Urteil
Eingangsverfahren - Werkstatt für behinderte Menschen

Gericht:

LSG Berlin-Brandenburg 27. Senat


Aktenzeichen:

L 27 R 240/17


Urteil vom:

14.09.2017


Grundlage:

Tenor:

Die Berufung der Beklagten gegen den Gerichtsbescheid des Sozialgerichts Cottbus vom 9. Februar 2017 wird zurückgewiesen.

Die Beklagte hat dem Kläger dessen notwendige außergerichtliche Kosten für das Berufungsverfahren zu erstatten. Im Übrigen bleibt es bei der Kostenentscheidung des Sozialgerichts.

Die Revision wird nicht zugelassen.

Tatbestand:

Die Beteiligten streiten um die Gewährung von Leistungen zur Teilhabe am Arbeitsleben in Form der Gewährung eines Eingangsverfahrens in einer Werkstatt für behinderte Menschen.
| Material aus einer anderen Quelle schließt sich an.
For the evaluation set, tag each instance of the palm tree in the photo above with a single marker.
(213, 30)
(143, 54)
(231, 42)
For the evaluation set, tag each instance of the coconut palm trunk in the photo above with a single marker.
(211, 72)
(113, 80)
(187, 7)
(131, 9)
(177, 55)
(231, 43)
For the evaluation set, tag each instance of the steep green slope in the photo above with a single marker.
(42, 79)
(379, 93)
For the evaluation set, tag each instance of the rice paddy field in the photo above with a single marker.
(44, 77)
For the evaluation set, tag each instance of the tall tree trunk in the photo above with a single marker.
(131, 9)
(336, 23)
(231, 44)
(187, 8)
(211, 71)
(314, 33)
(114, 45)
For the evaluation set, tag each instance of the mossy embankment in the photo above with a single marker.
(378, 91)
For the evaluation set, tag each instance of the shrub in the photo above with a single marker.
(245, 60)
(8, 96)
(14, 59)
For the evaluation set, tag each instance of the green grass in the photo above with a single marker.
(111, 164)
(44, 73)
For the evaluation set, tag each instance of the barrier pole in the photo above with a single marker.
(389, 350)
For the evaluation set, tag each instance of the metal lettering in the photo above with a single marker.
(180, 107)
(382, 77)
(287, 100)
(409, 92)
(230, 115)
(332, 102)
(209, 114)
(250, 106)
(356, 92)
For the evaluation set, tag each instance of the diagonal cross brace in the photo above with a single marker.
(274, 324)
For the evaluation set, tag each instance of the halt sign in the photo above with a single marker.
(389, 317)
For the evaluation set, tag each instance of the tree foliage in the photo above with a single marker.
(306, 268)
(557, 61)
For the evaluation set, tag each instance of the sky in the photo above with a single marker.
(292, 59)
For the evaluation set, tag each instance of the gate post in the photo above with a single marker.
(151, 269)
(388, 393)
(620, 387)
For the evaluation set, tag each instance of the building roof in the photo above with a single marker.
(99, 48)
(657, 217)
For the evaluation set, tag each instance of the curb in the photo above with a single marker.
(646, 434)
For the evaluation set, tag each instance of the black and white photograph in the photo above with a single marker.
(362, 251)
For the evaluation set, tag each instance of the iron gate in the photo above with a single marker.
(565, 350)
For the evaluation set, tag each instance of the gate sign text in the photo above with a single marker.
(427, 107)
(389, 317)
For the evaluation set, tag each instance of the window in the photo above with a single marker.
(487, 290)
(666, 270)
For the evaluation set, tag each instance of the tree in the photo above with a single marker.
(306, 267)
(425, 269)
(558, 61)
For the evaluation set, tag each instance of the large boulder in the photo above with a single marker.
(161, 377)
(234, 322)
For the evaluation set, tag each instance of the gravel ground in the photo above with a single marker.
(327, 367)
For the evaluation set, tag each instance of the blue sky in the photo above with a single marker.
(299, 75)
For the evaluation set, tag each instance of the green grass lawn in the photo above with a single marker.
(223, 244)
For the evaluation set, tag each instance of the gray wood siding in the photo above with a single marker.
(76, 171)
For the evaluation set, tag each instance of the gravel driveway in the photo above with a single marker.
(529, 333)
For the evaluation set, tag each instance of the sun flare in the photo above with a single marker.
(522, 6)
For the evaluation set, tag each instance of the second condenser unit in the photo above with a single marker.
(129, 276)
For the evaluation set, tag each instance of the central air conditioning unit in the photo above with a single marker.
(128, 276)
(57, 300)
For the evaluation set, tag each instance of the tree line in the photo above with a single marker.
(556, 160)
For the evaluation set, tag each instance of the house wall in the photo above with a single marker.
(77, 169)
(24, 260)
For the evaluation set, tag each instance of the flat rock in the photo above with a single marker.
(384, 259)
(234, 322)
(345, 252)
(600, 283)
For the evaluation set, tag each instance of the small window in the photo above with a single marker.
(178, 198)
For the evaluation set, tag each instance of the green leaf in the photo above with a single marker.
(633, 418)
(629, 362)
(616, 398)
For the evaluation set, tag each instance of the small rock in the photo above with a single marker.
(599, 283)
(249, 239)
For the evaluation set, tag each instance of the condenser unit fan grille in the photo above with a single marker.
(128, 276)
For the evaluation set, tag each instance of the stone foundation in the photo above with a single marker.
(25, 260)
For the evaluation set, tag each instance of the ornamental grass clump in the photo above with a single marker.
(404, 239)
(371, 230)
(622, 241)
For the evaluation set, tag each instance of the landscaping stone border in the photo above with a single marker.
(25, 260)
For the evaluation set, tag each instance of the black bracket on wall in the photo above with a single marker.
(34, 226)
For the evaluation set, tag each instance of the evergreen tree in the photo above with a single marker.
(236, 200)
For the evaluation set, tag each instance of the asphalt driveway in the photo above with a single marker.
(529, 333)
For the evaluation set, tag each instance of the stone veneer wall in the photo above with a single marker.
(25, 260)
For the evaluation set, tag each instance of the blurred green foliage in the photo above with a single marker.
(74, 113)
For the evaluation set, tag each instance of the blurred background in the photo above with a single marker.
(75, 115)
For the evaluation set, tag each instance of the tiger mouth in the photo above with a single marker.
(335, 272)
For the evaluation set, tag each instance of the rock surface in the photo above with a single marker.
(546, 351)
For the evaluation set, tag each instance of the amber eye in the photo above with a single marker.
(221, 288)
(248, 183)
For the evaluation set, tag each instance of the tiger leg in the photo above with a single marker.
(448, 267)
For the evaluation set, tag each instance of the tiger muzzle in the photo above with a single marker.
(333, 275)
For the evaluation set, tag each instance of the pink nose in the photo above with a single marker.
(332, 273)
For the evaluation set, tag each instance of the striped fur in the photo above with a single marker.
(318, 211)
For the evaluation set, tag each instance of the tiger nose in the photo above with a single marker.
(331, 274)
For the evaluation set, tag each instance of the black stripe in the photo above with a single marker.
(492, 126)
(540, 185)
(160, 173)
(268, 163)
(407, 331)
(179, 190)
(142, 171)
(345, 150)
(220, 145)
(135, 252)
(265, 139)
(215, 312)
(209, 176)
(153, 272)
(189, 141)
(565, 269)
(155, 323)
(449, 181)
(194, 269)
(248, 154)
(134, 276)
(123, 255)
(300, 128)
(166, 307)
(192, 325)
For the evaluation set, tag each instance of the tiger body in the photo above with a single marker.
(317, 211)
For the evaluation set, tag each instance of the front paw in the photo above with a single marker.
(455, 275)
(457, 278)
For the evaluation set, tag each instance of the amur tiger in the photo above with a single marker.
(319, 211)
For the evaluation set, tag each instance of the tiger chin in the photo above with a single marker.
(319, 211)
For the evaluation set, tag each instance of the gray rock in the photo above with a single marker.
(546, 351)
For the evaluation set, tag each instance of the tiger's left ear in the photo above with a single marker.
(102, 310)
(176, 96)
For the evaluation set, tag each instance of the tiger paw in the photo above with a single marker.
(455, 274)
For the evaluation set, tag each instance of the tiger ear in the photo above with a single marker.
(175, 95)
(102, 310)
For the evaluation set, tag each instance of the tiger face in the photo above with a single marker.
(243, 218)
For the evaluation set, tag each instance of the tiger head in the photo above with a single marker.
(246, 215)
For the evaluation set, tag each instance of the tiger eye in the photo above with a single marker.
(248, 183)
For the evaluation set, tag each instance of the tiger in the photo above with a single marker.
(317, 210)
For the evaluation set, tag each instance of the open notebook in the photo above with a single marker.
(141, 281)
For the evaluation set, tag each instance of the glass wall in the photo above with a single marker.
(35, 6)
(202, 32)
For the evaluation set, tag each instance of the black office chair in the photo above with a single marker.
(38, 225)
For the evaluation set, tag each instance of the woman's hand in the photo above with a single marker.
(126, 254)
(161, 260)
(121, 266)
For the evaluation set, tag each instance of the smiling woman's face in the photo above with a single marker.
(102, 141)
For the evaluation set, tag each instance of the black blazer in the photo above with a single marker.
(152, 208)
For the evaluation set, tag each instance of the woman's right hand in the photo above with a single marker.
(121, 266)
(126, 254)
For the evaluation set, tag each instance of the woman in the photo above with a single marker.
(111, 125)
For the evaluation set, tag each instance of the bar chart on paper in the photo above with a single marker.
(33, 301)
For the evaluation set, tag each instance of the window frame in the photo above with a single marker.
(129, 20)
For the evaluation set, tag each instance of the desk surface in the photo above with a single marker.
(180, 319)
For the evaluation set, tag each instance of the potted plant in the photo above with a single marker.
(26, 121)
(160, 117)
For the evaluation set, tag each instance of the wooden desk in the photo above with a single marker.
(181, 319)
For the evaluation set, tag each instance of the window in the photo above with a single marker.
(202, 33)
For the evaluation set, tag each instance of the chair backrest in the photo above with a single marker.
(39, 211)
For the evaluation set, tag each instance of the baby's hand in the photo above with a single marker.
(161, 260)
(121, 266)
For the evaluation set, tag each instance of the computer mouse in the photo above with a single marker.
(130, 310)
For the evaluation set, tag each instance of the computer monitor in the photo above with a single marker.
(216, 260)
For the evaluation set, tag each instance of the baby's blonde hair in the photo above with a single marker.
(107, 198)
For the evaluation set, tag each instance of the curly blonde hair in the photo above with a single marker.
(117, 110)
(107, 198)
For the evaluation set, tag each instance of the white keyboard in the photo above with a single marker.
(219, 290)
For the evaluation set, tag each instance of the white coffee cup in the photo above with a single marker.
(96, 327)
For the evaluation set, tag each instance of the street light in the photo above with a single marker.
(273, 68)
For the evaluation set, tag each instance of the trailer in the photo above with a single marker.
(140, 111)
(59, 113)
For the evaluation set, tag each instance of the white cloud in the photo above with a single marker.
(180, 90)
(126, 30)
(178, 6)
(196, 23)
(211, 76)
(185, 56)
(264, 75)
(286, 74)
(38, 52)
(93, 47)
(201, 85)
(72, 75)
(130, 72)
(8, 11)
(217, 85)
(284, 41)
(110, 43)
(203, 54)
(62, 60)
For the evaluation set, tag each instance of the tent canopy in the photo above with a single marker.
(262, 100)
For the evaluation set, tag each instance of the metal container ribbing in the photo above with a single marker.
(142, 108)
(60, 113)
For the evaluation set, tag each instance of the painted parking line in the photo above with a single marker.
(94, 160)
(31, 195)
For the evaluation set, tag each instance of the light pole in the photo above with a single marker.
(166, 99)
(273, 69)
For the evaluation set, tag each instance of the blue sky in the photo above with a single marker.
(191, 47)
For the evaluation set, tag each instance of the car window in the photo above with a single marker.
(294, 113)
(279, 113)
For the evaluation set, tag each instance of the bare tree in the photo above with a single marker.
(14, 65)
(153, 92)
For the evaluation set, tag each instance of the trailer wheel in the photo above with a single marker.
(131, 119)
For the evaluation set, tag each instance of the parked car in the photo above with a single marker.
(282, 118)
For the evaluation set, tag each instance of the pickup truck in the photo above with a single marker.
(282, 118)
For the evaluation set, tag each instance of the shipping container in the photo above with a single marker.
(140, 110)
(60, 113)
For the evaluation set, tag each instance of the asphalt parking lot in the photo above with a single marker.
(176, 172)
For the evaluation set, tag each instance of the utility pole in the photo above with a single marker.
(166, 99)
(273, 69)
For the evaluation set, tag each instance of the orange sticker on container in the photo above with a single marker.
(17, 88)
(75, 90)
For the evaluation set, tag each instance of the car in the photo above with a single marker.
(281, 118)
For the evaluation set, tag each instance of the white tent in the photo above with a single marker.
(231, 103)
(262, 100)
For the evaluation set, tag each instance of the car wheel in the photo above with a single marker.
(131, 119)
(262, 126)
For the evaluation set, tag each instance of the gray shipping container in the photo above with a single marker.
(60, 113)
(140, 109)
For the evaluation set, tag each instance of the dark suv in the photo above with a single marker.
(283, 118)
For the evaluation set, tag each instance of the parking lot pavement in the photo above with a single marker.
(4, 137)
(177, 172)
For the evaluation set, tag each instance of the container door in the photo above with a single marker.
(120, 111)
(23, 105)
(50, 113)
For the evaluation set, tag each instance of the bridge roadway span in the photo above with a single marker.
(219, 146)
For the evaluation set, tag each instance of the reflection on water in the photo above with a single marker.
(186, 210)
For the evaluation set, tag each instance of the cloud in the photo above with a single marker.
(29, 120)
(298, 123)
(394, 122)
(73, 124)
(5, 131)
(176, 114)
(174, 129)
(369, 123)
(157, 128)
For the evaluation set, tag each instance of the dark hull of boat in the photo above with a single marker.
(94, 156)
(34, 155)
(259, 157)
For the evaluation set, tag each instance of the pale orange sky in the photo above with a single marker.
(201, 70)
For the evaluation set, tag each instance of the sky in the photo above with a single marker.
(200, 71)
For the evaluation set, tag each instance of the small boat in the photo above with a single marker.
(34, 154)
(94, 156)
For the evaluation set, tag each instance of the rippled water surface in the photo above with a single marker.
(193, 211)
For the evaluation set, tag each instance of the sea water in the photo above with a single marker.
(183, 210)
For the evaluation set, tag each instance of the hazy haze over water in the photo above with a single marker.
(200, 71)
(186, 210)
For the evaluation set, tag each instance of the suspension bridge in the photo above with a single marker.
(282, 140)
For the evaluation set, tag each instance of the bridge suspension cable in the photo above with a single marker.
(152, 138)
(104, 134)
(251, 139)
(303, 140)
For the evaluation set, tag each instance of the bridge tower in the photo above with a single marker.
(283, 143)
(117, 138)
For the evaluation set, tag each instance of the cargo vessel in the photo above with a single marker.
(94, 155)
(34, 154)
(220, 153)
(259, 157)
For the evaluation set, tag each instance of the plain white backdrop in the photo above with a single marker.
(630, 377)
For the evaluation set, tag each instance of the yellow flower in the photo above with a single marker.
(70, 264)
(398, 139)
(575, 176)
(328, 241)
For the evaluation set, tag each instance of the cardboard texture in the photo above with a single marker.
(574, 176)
Der 1961 geborene Kläger leidet an einer hirnorganischen Wesensänderung. Seinen Antrag vom 12. März 2012, ihn in eine Werkstatt für behinderte Menschen einzugliedern, lehnte die Beklagte auf der Grundlage der Stellungnahmen der Fachärztin für Chirurgie Dr. K vom 7. Mai 2015 und 12. August 2015 durch Bescheid vom 22. Mai 2015 in der Gestalt des Widerspruchsbescheides vom 9. November 2015 mit der Begründung ab, es sei nicht zu erwarten, dass der Kläger im Arbeitsbereich einer Werkstatt für behinderte Menschen ein Mindestmaß wirtschaftlich verwertbarer Arbeitsleistung erbringen könne und dass er nach einer Beschäftigung in einer Werkstatt für behinderte Menschen voraussichtlich auf den allgemeinen Arbeitsmarkt zurückkehren könne.

Mit der Klage bei dem Sozialgericht Cottbus hat der Kläger Leistungen zur Teilhabe am Arbeitsleben in Form der Gewährung eines Eingangsverfahrens in einer Werkstatt für behinderte Menschen begehrt.

Das Sozialgericht hat mit Gerichtsbescheid vom 9. Februar 2017 die Beklagte gemäß dem Klageantrag verurteilt. Zur Begründung hat es insbesondere ausgeführt: Der Kläger habe nach § 16 Sozialgesetzbuch, Sechstes Buch (SGB VI) in Verbindung mit §§ 39, 40 Abs. 1 Nr. 1 Sozialgesetzbuch, Neuntes Buch (SGB IX) Anspruch auf Leistungen zur Teilhabe in Form der Durchführung eines Eingangsverfahrens in einer Werkstatt für behinderte Menschen. Hierfür sei die Beklagte nach § 42 Abs. 1 Nr. 3 SGB IX zuständig. Der Kläger erfülle die versicherungsrechtlichen Voraussetzungen der §§ 11 und 12 SGB VI. Entgegen der Ansicht der Beklagten seien Leistungen im Eingangsbereich nach § 40 Abs. 1 Nr. 1 SGB IX unabhängig von medizinischen Prognosen für den Arbeitsmarkt zu erbringen. Das der Beklagten nach § 13 Abs. 1 Satz 1 SGB VI eingeräumte Ermessen umfasse nicht die Gewährung der Leistung dem Grunde nach, sondern beschränke sich auf die Wahl der konkreten Werkstatt.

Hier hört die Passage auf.